14 Cans of Creamed Corn
Many years ago, I was moving from one apartment to another and my mom was helping.
While I packed dishes, Mom was on her hands and knees in front of a kitchen cabinet, pulling out canned vegetables, sorting them, and packing them in boxes.
“Mercy, goodness!” she exclaimed.
I looked to see what she’d found.
“Fourteen cans of creamed corn?”
I smiled, slightly embarassed. “I was afraid there would be a blizzard and I couldn’t get to the store.”
She seemed incredulous. “I didn’t know you even liked creamed corn.”
I dropped my chin to my chest as I admitted, “I really don’t, but it was on sale. Three cans for a dollar.”
Apparently, my initial purchase had been 15 cans. Trust me when I say that if there were 15 cans of creamed corn, there were also cans of green beans, corn and peas, so who knows how many total cans of vegetables I owned!
We’ve laughed about this throughout the years, Mom and I.
How is it that large amounts of “stuff” make us feel a sense of security?
The creamed corn debacle was an aberration. Toilet paper is really my thing.
I come by the toilet paper thing honestly, since my dad was one who always kept us stocked with toilet paper and paper towels. It made sense, since we lived in a rural area with the nearest grocery store half an hour’s drive away.
Now, people grapple for TP, buying it for themselves, their relatives, their neighbors.
Mom got a call from home. Her neighbor asked if she could go in Mom’s house and check her inventory of TP. She said she would stock Mom up if needed, but was she really helping herself to Mom’s supply?
Just kidding, Deb.
Isn’t it funny how material things, even humble toilet tissue, can give us a sense of security?
What material things give you a sense of security?
A well stocked refrigerator?
A closet (or closets) full of clothes?
A reliable car?
A full gas tank?
Money in the bank?
A comfortable and safe home?
A generous supply of ( fill in the blank).
We hunt (shop) and gather (purchase) to feel that sense of security. It’s human nature. It’s how we are built.
Jesus, as recorded in the Gospel of Saint Matthew, says that the material “treasures” we accumulate are temporary. Any other time, we’d laugh at considering TP a “treasure,” except now, when shoppers swarm like bees around the store employee as he wheels out a pallet of the soft, white fluffy rolls.
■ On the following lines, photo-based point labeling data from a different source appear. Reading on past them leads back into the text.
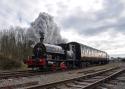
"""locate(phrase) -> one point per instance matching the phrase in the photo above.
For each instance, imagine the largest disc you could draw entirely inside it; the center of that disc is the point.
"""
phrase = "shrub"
(7, 63)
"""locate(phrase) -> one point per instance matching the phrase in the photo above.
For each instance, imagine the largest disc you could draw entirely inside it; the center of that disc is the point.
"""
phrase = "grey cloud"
(96, 23)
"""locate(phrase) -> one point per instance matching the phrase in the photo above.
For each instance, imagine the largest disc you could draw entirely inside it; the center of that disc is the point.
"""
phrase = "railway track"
(88, 81)
(17, 74)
The social distancing that keeps us at home now with time on our hands gives us all a chance to consider and be thankful for what really matters.
The real treasures.
You know what they are.
Later today, I may just sit on the floor and investigate the contents of the lower kitchen cabinets. It could be an adventure; one never knows!
Lord, You are my security. Your Word is timeless and Your Truth all powerful. Let Your Grace shine out of us, like a beacon across the social distance, as we acknowledge to one another that all will be well. Amen.